In terms of clothing, I have tried Project 333, the 37-item wardrobe, and my favorite so far, and more. I’ve read that decision fatigue can be avoided by automating certain tasks or habits, that great people like Obama, Jobs, and Zuckerberg and also Matt D’Avella have resorted to wearing the same outfit every day. While I cannot go down that road, I’ve discovered the benefits of planning my outfit for the following day. Which lead me to think what would happen if I planned my outfits for the entire week. It completely revolutionized my mornings. Here’s how I did it.
7 day capsule wardrobe
I have chosen an assortment of pieces that amount for a week’s worth of outfits and an extra one just in case. I’ve stored the rest for the time being.

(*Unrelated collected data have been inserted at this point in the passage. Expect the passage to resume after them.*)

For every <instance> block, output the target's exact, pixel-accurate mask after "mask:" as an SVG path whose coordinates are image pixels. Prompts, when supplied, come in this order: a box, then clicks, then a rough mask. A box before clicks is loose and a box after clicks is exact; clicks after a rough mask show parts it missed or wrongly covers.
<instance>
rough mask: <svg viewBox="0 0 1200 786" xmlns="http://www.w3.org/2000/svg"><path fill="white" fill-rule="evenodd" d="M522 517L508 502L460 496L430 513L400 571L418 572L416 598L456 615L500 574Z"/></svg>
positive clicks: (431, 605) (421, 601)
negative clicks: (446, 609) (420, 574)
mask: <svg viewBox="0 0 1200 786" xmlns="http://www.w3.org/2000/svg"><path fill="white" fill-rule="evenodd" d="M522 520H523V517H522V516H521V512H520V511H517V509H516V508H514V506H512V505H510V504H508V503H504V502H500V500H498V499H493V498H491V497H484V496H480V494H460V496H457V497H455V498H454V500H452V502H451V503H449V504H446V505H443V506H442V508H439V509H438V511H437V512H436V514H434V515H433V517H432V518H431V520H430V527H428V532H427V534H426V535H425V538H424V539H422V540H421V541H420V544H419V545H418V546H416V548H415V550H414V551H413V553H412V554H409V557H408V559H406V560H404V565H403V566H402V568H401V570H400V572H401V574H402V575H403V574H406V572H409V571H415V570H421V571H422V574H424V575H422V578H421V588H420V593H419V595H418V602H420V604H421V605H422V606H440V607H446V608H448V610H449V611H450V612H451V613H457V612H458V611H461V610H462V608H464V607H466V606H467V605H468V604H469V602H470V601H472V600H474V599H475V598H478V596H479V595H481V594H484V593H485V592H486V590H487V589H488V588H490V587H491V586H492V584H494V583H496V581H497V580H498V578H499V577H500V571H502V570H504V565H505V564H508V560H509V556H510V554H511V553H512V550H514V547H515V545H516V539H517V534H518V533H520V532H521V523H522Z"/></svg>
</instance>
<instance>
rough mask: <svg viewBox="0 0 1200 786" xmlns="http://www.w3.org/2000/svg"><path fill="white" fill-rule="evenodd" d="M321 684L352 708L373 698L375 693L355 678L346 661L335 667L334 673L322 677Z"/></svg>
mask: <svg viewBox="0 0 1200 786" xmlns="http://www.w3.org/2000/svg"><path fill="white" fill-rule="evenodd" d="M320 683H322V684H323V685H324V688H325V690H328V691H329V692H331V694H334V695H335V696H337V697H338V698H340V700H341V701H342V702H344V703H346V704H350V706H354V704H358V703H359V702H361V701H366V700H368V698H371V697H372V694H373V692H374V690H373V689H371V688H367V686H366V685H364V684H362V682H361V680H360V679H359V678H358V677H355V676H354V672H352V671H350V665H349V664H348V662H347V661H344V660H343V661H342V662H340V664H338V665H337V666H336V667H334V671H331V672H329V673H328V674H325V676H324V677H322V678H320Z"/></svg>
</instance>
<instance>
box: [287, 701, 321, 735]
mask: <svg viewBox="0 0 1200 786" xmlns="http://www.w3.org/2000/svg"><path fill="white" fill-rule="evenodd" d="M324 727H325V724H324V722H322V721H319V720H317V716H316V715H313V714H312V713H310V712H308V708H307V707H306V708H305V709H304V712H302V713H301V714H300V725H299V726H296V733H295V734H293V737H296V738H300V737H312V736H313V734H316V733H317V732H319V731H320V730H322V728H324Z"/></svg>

This selection includes 7 thermals (it’s cold here), 5 shirts I can rewear if need be, a dress, 4 sweaters on rotation, 4 pants on rotation. Outside of that selection are my two big jackets and accessories.
You can make your own or buy them. They usually come with the days of the week (Pinterest has some nice ones you can print). However, I’ve discovered that choosing outfits for a particular day was too restrictive for me and that one hanger was not enough. I glued some post-its together and numbered them from one to seven. Each “day” has 3–4 hangers to fit the separate pieces of the outfit without getting them wrinkled.
Plan on laundry day
I’d recommend doing this after you have all your laundry ready. Start building your outfits and putting them in the assigned hangers. As some clothes are on rotation, just leave that space free for when you reuse items. You can hang them there once you have used them for the day. Check the weekly weather forecast and plan accordingly.
Keep accessories in a separate box
Instead of putting scarves, extra thighs, gloves, and more on an outfit’s hanger, I keep them in a small box. If it’s colder, I go to this section to grab the extras I need. If I don’t need them, they are kept neatly organized and out of the way.
Rinse and Repeat
It is up to you whether you change your assortment of clothes every week or whether you do laundry and repeat the same one. I am currently trying to use the same one, since a week’s assortment of outfits allows me infinite combinations and I get to know staples that I love. Try different things and see what works best for you.
Less choice, more freedom
I noticed the benefits of this process during the first week of my testing it. I no longer have to waste time every night planning my outfit, let alone on the day. It takes me about half an hour to lay out my clothes on the hangers, which is less than doing it otherwise. Having the outfits lay by numbers and not days gives me the freedom to still have some options as to my personal preference of the day but the wardrobe is small enough to prevent decision fatigue.
It takes me 5 seconds each morning to decide what to wear
This method has made my mornings more productive but also my nights as I no longer have to constantly think of my outfits. Likewise, it has made me realize that I have more than enough. Seven outfits on rotation have variety, spontainety, but are quite minimal.
After this experiment, which I will continue, I have set the goal to downsize to a weekly setup for each season (and one or two extra outfits). I don’t plan to get rid of my clothes as I do love them and get much use of them but I have decided to not buy anything else and wear them until I can’t anymore. A weekly capsule wardrobe has given me peace of mind and a new tranquility to my morning routine.